Systematic investigation into mechanical strength, pore structure and microstructure of high performance concrete incorporating nano-hybrids

Abstract

In this study, high performance concrete (HPC) containing two types of nanoparticles: carbon nano tubes (CNTs) and nano silica (NS) and hybrid nanoparticles (CNTs + NS) were prepared. The compressive strength, phase composition, pore size distribution, surface area, surface morphology and microstructural characteristics were investigated at 7 and 28 days of hydration. In addition, the combined effect of CNTs and silica fume (SF) on the properties of concrete has been investigated in this study for comparison reasons. The results indicated that, all kinds of the utilized nanoparticles provided an enhancement in the compressive strength of the hardened concrete at early and later ages of hydration.
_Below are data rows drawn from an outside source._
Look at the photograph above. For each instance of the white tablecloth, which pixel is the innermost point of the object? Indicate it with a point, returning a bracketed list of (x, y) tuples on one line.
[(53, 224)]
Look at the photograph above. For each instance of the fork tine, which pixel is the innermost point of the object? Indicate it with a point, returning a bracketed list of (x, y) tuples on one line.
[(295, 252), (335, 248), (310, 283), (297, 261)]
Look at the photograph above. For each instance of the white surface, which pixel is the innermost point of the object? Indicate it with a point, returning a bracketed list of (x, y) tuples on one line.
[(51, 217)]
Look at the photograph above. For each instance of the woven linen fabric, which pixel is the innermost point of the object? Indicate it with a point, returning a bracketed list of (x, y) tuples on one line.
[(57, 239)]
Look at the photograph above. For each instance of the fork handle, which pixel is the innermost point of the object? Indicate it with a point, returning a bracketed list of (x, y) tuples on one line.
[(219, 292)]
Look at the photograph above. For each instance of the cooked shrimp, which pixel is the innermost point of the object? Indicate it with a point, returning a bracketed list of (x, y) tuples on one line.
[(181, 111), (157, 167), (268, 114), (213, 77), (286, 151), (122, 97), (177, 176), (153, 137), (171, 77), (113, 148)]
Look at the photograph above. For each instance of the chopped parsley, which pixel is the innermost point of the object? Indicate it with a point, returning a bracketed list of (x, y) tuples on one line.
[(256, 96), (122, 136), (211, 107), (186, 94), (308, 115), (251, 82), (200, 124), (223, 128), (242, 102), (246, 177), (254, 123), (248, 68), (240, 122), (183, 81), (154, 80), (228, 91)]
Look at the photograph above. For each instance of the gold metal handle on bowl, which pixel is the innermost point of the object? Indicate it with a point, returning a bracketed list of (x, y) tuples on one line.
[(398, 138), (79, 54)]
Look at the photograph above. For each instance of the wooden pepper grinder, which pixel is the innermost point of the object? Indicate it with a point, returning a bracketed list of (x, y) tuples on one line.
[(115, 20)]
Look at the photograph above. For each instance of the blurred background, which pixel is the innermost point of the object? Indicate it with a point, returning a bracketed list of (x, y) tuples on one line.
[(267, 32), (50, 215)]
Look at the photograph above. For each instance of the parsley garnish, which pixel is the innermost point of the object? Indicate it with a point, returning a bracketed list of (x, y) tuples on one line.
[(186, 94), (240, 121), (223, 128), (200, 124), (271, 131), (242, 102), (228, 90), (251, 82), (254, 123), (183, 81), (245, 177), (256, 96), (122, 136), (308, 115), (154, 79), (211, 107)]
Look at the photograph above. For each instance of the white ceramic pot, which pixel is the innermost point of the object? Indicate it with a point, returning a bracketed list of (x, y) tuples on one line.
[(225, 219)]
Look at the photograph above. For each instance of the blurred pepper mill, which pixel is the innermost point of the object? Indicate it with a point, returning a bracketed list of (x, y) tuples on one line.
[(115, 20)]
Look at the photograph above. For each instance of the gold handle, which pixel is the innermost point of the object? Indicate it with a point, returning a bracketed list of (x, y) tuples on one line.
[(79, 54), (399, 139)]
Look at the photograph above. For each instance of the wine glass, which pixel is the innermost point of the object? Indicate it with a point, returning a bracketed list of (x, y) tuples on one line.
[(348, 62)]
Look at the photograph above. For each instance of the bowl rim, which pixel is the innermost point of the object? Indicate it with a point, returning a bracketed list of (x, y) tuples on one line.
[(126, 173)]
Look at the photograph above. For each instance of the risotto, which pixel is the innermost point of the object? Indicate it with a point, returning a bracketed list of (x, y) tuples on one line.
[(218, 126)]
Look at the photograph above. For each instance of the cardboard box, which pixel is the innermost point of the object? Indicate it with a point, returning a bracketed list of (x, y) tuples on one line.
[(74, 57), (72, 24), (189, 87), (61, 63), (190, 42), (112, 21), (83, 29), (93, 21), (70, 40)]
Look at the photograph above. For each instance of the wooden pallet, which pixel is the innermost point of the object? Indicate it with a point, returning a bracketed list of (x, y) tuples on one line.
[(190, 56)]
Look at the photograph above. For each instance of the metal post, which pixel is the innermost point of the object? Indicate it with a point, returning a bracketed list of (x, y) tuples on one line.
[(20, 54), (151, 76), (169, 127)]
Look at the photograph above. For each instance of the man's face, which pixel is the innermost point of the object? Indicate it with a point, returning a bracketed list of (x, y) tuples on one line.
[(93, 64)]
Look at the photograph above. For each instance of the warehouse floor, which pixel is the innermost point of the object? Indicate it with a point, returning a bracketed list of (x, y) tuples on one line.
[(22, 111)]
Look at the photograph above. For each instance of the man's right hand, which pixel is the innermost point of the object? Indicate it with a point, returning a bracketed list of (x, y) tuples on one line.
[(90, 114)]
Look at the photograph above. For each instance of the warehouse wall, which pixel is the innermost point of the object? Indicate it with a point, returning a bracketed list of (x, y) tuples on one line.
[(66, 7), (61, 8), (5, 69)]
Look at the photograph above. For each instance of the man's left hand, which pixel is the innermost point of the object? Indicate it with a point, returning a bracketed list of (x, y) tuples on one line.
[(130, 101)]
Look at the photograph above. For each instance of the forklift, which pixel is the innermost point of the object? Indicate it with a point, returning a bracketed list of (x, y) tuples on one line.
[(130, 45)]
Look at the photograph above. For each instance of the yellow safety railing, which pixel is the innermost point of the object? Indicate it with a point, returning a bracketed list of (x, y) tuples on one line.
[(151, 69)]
Furthermore, Thermogravimetric analysis (TGA) patterns revealed no great difference in the hydration degree of cement with the addition of CNTs. However, Due to its large specific surface area and the pozzolanic activity, CNTs+NS nanohybrid showed the best acceleration efficiency. The concrete containing CNTs+NS nanohybrid exhibited the highest improvement in compressive strength. The pozzolanic reaction induced by NS and silica fume (SF) led to remarkable increase in the surface area and the nanoporosity/gel pores assigned to calcium silicate hydrate (CSH) phase. The SEM analysis showed that, CNTs resulting in bridging nano-size and micro-size pores or gaps within cement hydrates; however, SF and NS are more efficient in filling the pores and gaps between the hydration products and providing more compact microstructure.